India urged to act fast on pensions

6 Jan 15
India’s government must start building a ‘pension net’ for workers in the private sector now to avoid bearing the fiscal burden of providing for those who end up having no pension at all in their old age, according to Crisil Research.

By Judith Ugwumadu | 6 January 2015

India’s government must start building a ‘pension net’ for workers in the private sector now to avoid bearing the fiscal burden of providing for those who end up having no pension at all in their old age, according to Crisil Research.

The Standard and Poor’s company said there were nearly 100 million people aged over 60 in India today, a figure which is set to triple to 300 million by 2050.

It has urged the government to start building a social security net now, to help the retirees who would otherwise be left financially insecure ‘in their sunset years’.

Under the National Old Age Pension scheme, introduced in India in 1995, central government provides INR 200 ($3.15) per month per person to all from 60 – 79 years who are living below the poverty line.
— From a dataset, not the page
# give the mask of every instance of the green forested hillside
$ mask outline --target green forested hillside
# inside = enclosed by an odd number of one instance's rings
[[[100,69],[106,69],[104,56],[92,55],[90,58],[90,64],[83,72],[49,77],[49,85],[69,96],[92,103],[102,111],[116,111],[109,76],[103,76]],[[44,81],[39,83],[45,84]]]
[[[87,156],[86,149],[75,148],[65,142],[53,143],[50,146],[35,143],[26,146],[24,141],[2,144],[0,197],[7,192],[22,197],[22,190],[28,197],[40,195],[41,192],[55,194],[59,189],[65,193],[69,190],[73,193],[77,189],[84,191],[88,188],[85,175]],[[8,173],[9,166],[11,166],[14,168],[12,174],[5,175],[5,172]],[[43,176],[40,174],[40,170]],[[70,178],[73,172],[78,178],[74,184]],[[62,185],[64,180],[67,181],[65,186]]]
Those aged 80 years and older receive INR 500 ($7.88) per month per person.

Crisil’s report, entitled When India ages, whither pensions for all?, stated: ‘If a large number of the old end up having no pension by 2030, the government will have to bear the heavy fiscal burden of providing minimum sustenance to them.’

Currently, only 8% of India’s private-sector retirees get a pension although coverage is better in the public sector. A manifold increase in pension coverage to the private sector workforce was therefore imperative, Crisil said.

Dharmakirti Joshi, chief economist at Crisil, said: ‘India is not the only country set to witness a steep increase in old-age dependency. Indeed, the proportion of its old people will be less than those of several countries and also the world average in 2030.

‘But the rise from where we stand today will be steep – hence the need to act fast.’

Crisil’s managing director and chief executive officer Roopa Kudva added that the fiscal cost of ageing in India needed to be moved to the forefront of discussion.

‘Unless addressed, this cost can be onerous in coming decades,’ she said.

‘The fiscal burden of pension ranging from 3.4% to 4.1% of GDP in 2030 is high. In comparison, the central government today spends 3-3.4% of GDP on education and just over 1% of GDP on medical and public health, water supply and sanitation.’